It might be easier to revamp the skin system if there were fewer skins to port.
- Trevor
On Mon, Mar 10, 2014 at 6:48 PM, MZMcBride z@mzmcbride.com wrote:
Tomasz Finc wrote:
On Mon, Mar 10, 2014 at 2:10 PM, Jon Robson jdlrobson@gmail.com wrote:
Why is Cologne Blue still in core?
A good time to revist
https://meta.wikimedia.org/wiki/Turning_off_outdated_skins
and re-run
https://meta.wikimedia.org/wiki/Turning_off_outdated_skins/stats
Tomasz' links are relevant, but it's on the associated talk page that there's a hint of the real reason this happened: Cologne Blue was originally slated for execution, but MatmaRex (an active developer) stepped up and agreed to maintain it.
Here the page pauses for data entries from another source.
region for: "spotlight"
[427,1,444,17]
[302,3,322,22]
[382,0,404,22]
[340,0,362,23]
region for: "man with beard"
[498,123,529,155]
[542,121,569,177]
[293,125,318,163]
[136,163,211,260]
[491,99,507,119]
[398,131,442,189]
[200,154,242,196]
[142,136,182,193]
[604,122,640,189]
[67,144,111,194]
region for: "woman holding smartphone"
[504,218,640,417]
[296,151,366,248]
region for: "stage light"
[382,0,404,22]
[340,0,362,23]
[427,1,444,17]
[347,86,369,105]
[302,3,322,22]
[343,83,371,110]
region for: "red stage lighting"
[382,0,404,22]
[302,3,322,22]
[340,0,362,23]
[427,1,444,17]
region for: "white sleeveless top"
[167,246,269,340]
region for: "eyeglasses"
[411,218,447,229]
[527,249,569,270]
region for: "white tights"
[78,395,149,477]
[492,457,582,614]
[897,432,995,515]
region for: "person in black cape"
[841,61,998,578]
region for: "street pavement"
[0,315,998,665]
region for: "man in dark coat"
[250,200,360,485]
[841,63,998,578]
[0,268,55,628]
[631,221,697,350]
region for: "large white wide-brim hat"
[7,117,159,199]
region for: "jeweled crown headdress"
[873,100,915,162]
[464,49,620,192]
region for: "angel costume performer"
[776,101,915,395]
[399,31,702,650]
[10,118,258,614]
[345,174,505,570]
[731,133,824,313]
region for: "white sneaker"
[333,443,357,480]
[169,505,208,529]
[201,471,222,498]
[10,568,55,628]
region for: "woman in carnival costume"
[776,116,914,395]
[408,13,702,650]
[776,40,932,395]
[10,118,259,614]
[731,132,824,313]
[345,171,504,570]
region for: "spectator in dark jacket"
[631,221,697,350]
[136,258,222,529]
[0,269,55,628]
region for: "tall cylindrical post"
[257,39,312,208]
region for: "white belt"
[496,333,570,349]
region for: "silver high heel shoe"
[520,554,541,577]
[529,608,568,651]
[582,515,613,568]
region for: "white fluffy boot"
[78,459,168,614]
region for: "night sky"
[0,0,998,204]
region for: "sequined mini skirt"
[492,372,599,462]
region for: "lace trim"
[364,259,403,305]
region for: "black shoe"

Stats would be helpful here, though I disagree with the general premise: most of the old skins were fine to kill because they sucked, they weren't used very much, and/or they weren't maintained. However that does _not_ mean that we should only have one or two skins. Instead, the skinning system should just suck a lot less: it should be easier to add or remove a pre-made skin, it should be easier to customize a skin (site-wide), it should be easier to create a new skin, it should be easier for users to change their skin, and any additional skins we ship with MediaWiki should be more attractive and should cleanly support extensions.
In addition to unfairly limiting user choice, site configurability, and site customizability, the current skins system also encourages confusion between Wikipedia and non-Wikimedia wikis. In other words, if it weren't so dreadful to change MediaWiki's skin, there would presumably be reduced user confusion. As it is, almost every MediaWiki wiki looks the same.